Saturday, July 22, 2006


Em Londrina

Hoje fui correr pela cidade, e passei na frente do Valentino, um bar que eu frequentava na década de 80, quando eu visitava Londrina. Houve também uns seis meses que eu passei por aqui, durante uma pausa no meu curso de medicina, em que ia toda noite, praticamente, nesse bar. Hoje vi que demoliram o Valentino. Está em ruínas, só com as fundações, uns restos de parede e umas colunas. Parece uma ruína romana, por causa das colunas.

Andando pelo sítio arqueológico, reconheci o assoalho da entrada, a escadinha que levava à varanda, em que nos sentávamos nos degráus, pra ficar bebendo, fumando e olhando o céu. Vi a base do balcão, um bom balcão de madeira escura, daqueles altos, de bar decente, ao qual você pode se enconstar e apoiar os cotovelos mesmo de pé, ou sentar-se em banquetas altas de madeira com estofado de couro. Acima do balcão havia um grande espelho inclinado, pelo qual você via o bar inteiro e então não precisava virar-se pra controlar o movimento ou fazer contato visual com alguém. Útil.

Cheguei ao sórdido assoalho do banheiro, onde eu vomitei tantas vezes, intoxicado pelo uísque ruim que nosso dinheiro podia pagar, na época. Num resto de parede, tinha um símbolo do anarquismo, que na época era praticamente o símbolo do Valentino, e da nossa geração, meio perdida entre os anos 60 e o final do século XX.
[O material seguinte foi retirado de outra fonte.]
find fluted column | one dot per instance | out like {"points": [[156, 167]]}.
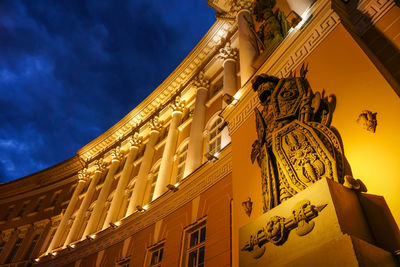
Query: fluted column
{"points": [[83, 177], [247, 51], [145, 166], [164, 174], [93, 223], [195, 148], [228, 55], [112, 215], [77, 224]]}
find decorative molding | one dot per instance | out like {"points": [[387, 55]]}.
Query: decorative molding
{"points": [[190, 188], [200, 81]]}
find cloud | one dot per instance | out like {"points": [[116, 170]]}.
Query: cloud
{"points": [[69, 70]]}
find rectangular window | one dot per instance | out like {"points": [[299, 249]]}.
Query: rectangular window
{"points": [[22, 210], [195, 246], [55, 199], [155, 256], [14, 250], [32, 246]]}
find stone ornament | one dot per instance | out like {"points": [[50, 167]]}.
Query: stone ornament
{"points": [[155, 124], [277, 229], [227, 52], [135, 140], [83, 175], [200, 81], [99, 165], [247, 206], [116, 154], [295, 145], [178, 105], [368, 120]]}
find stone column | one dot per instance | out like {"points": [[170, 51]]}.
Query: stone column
{"points": [[145, 166], [83, 177], [247, 51], [93, 223], [195, 148], [164, 174], [135, 141], [77, 224], [229, 57]]}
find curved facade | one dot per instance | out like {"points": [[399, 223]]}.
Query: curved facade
{"points": [[167, 184]]}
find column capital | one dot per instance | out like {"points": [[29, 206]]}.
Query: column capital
{"points": [[155, 124], [23, 230], [100, 166], [83, 175], [135, 140], [227, 52], [178, 105], [116, 154], [200, 81]]}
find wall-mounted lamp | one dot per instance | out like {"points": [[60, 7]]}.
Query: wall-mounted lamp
{"points": [[227, 98], [140, 208], [70, 246], [115, 225], [211, 157], [90, 237], [172, 187]]}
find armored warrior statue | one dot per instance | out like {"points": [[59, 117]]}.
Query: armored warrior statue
{"points": [[295, 145]]}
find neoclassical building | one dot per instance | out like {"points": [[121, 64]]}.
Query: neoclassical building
{"points": [[173, 182]]}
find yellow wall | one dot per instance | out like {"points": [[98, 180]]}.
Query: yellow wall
{"points": [[340, 67]]}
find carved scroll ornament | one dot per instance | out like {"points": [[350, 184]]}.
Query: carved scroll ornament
{"points": [[277, 229]]}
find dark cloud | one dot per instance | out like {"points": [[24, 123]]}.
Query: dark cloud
{"points": [[69, 70]]}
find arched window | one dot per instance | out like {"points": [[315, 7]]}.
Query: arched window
{"points": [[214, 136], [181, 160]]}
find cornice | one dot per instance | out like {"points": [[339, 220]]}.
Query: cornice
{"points": [[44, 180], [294, 49], [198, 182], [163, 93]]}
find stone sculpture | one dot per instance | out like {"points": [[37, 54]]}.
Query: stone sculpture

No interior, essas coisas se amplificam. Quem é maluco, é maluco mesmo. Não tem muita noção de limite, não tem muita gente com quem se comparar. Afinal, tem menos maluco na cidade como um todo. Maluco de capital, muitas vezes, é maluco de boutique, que parece maluco, mas se preserva, afinal. Em Londrina, naquela época, a galera detonava. A gente ficava toda noite conversando bobagem, bebendo muito, fumando muito, intoxicados por outras drogas disponíveis, até que rolava no som "Take a Walk On The Wild Side", do Lou Reed, ou "Zoot Alllures", do Zappa, e alguém aumentava o volume. Quando pintava uma festa, ia todo mundo, e o bar ficava vazia por um momento. Se a festa não prestasse, todo mundo voltava pra lá.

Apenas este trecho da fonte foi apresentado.